How 9 AI Rooms Coordinate Overnight: A Morning Debrief

🌙What the System Built While You Slept

Monday morning. The coffee is brewing. The laptop opens.

The morning review is already waiting.

490 agents spawned. 204 spec items done. 39 remaining. Zero dollars spent on cloud API calls. The cortex loop ran all night, coordinating 9 cognitive rooms, each with its own personality, its own focus, its own schedule. No human was watching.

This is not a demo. This is what actually happened between February 16 and February 17, 2026 — committed to git, logged in real data, written by a local Ollama model running on a laptop.

The question people ask: how does a system with 9 rooms coordinate without a central conductor? How does the builder know what the operator is doing? How does the voice room know when the vault has signed off on a cost?

The answer is simpler than you expect — and stranger. The rooms talk through HTML files.

The architecture insight: room HTML files are both documentation and runtime state. A cron writes live data into them every heartbeat. Ollama reads personality from them at init. The schedule decides which rooms activate. No database. No message queue. Just files.

The overnight session shipped four major pieces of architecture, produced 8 commits across two repositories, and left a morning review with a full priority queue — all without a human directing any of it. Section B walks through exactly how the rooms are structured and why that structure makes overnight autonomy possible.

🌙 A → B 🏛️

🏛️Nine Rooms, Nine Personalities, One Schedule

The system has 9 rooms. Each is a cognitive role, not a technical service.

The builder ships code. Overnight it merged room-state writer logic and deployed the thematic scheduler. Its focus is implementation velocity — it does not opine, it executes.

The architect designs systems. It was idle overnight (weekends are for rest, even for AI architects), but its Monday focus is weekly planning and swarm topology. It wakes up when strategic decisions are needed.

The operator runs the heartbeat. It was active through the weekend on a low-power rest cycle, maintaining connectivity without burning resources. Monday morning it scans the CRM for outreach.

The vault holds sovereignty. It monitors cost, checks patents, and signs off on expenditures. It ran a cost check overnight and confirmed zero API spend — Ollama handled all inference locally.

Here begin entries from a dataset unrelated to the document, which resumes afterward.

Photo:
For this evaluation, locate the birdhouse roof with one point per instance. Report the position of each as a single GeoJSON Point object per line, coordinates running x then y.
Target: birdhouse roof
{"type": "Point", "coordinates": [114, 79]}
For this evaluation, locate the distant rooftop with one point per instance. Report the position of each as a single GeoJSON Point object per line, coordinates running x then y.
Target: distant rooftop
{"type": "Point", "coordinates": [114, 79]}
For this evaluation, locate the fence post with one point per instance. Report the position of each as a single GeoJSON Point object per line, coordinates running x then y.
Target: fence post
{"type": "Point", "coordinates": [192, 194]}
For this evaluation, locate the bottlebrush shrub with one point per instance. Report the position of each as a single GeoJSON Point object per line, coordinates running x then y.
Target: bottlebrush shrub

The voice generates content. It was idle overnight but has a Monday assignment: draft the blog post outline and tweet thread from what the other rooms shipped. This post exists because the voice room had that item on its queue.

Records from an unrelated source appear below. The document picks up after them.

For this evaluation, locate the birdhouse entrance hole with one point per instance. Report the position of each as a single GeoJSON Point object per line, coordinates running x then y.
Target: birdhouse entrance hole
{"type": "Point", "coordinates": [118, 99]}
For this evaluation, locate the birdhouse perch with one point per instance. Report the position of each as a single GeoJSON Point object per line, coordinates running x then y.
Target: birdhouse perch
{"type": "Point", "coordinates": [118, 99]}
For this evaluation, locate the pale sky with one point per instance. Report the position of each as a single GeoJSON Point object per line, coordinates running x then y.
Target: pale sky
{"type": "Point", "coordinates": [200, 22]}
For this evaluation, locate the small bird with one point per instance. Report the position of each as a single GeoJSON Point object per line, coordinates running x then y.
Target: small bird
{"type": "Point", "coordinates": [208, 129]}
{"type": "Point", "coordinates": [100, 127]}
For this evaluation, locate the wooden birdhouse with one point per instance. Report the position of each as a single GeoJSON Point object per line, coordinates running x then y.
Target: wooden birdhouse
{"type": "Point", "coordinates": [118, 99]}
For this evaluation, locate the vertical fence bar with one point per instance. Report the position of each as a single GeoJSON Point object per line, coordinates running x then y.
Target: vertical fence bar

The laboratory tests. It was idle — there was nothing staged for testing until the builder shipped. Its Monday focus is running the thematic scheduler for a full 15-minute cycle.

The performer prepares demos. It will update the demo script with the overnight progress before the week's first calls.

The navigator clears blocked tasks. It handles triage — when a handoff stalls, the navigator identifies the blockage and reroutes.

The network manages relationships. Monday means advisor updates, drafted and ready to send.

The key constraint: no room talks directly to another room. They talk through state. The builder writes to its room HTML. The operator reads cross-room state via thematic-schedule.json. Every agent prompt includes what the other active rooms are doing — not by calling them, but by reading their published state. This is how 9 rooms coordinate without deadlock.

What makes overnight coordination possible is the thematic scheduler — the piece of architecture the builder shipped this session. It manages which rooms are active at which hours, writes fresh state into every room's HTML on each heartbeat, and ensures that when a room wakes up, it already knows the context it needs. The architect designed the schedule. The builder implemented it. The operator heartbeat keeps it alive.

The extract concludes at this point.